Por otra parte, la condición de fillii primatum, antecedente histórico de los hijos de algo o hidalgos, conllevó desde el principio de la etapa gótica, no sólo el privilegio o derecho de vivir del trabajo de los siervos, sino incluso la obligación de hacerlo, con expresa prohibición de trabajar con las manos. Así, Alfonso X dispone en las Partidas ( II. 21. 25) que perdiera la honra de la caballería el caballero que vsasse publicamente el mismo de mercaduría, o obrasse de algun vil menester de manos, por ganar dineros, no seyendo cativo. Idénticas o parecidas leyes regían en el resto de Europa, como está documentado en Francia o en Inglaterra. El noble sólo tenía por ocupación digna de su clase la guerra o el servicio de la corte. Aunque en España no hubieran entrado moros ni judíos, los hidalgos habrían tenido por indigno trabajar en el campo, la industria o el comercio.

Sólo casos extremos de pobreza movían al noble a renunciar a su hidalguía para trabajar como villano.
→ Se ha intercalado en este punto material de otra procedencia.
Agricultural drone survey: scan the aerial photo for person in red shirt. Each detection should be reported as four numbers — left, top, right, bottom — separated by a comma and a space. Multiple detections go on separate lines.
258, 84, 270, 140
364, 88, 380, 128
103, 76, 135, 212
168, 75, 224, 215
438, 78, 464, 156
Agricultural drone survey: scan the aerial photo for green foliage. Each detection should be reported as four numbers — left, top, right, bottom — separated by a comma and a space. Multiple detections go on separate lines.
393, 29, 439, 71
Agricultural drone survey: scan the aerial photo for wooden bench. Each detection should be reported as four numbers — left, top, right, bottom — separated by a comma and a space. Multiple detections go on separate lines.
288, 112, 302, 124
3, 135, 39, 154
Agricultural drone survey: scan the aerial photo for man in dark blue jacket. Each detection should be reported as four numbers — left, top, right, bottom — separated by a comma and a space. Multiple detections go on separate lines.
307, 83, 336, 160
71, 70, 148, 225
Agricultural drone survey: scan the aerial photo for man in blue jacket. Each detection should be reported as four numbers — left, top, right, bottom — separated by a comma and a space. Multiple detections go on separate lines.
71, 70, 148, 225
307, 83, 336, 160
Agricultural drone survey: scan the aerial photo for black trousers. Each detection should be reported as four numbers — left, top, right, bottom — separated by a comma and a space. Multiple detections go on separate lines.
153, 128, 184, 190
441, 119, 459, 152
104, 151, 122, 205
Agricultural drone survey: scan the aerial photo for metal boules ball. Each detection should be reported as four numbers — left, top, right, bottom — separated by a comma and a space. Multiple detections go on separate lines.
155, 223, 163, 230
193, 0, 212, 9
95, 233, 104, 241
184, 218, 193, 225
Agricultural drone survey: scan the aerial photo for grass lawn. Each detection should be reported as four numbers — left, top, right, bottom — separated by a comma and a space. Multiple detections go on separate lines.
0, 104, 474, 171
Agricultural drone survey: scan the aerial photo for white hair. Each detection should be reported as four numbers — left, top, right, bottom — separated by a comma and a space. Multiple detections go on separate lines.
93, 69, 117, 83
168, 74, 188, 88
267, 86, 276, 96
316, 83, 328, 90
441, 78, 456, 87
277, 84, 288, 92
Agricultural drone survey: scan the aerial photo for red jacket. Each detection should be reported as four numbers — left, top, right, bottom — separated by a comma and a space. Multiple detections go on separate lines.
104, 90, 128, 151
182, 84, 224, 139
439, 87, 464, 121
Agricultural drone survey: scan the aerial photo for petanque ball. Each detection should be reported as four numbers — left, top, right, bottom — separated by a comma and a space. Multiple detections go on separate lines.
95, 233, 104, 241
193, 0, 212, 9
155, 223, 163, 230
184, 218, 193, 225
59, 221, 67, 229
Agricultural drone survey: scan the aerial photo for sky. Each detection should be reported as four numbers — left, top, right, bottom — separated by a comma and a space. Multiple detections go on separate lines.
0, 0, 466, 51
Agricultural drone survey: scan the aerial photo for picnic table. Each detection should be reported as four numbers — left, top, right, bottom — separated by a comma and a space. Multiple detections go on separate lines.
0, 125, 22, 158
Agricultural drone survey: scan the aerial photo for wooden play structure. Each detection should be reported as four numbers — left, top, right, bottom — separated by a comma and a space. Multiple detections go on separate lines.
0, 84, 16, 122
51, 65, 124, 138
En Castilla tal renuncia exigía un rito público y pintoresco recogido en el Fuero Viejo I. V. 16: Si algund ome nobre vinier a probedat, e non podier mantener nobredat, e venier a la Igresia, e dixier en Conceio: Sepades que quiero ser vostro vecino en infurcion, e en toda facienda vostra; e aduxere una aguijada, e tovieren la aguijada dos omes en los cuellos, e pasare tres veces sobre ella e dijier dexo nobredat, e torno villano; e estonces serà villano, e quantos fijos e fijas tovier en aquel tiempo todos seran villanos.
Otras veces el amor podía llevar a una mujer noble a perder esa condición casándose con un villano. Para recuperarla a la muerte de su marido, según el Fuero Viejo I. V. 17: Deve tomar a cuestas la Dueña una albarda, e deve ir sobre la fuesa del suo marido, e deve decir tres veces, dando con el canto del albarda sobre la fuesa: Villano toma tu villania, da a mi mia fidalguia.


Con el tiempo y con los cambios sociales que se produjeron en la mayor parte de los reinos europeos, incluido el apogeo de las grandes ciudades, muchos miembros de la baja nobleza pasaron a formar parte de lo que se llamó la burguesía urbana, haciendo negocio en el comercio o la incipiente industria. Mientras tanto en nuestro suelo perduró y hasta se multiplicó la figura del hidalgo pobre, como aquel que se describe en El Lazarillo, que guardaba un mendrugo de pan duro para ponerse unas migas sobre la pechera al salir de casa, y hacer creer a los vecinos que había comido, cuando en realidad no había probado bocado.
Así es la Historia, amigos. Tiene sus grandezas y sus miserias, y es preciso conocer ambas para procurar evitar caer en los mismos errores del pasado. Al profe Bigotini y a mí, sólo nos llaman caballero los camareros y los taxistas. Somos villanos, ¡qué le vamos a hacer!, y hemos tenido que trabajar toda la vida, probablemente porque no servimos para otra cosa.


-López, estamos muy insatisfechos con su rendimiento en el trabajo.
-Joder, jefe, ¿y para decirme eso me despierta?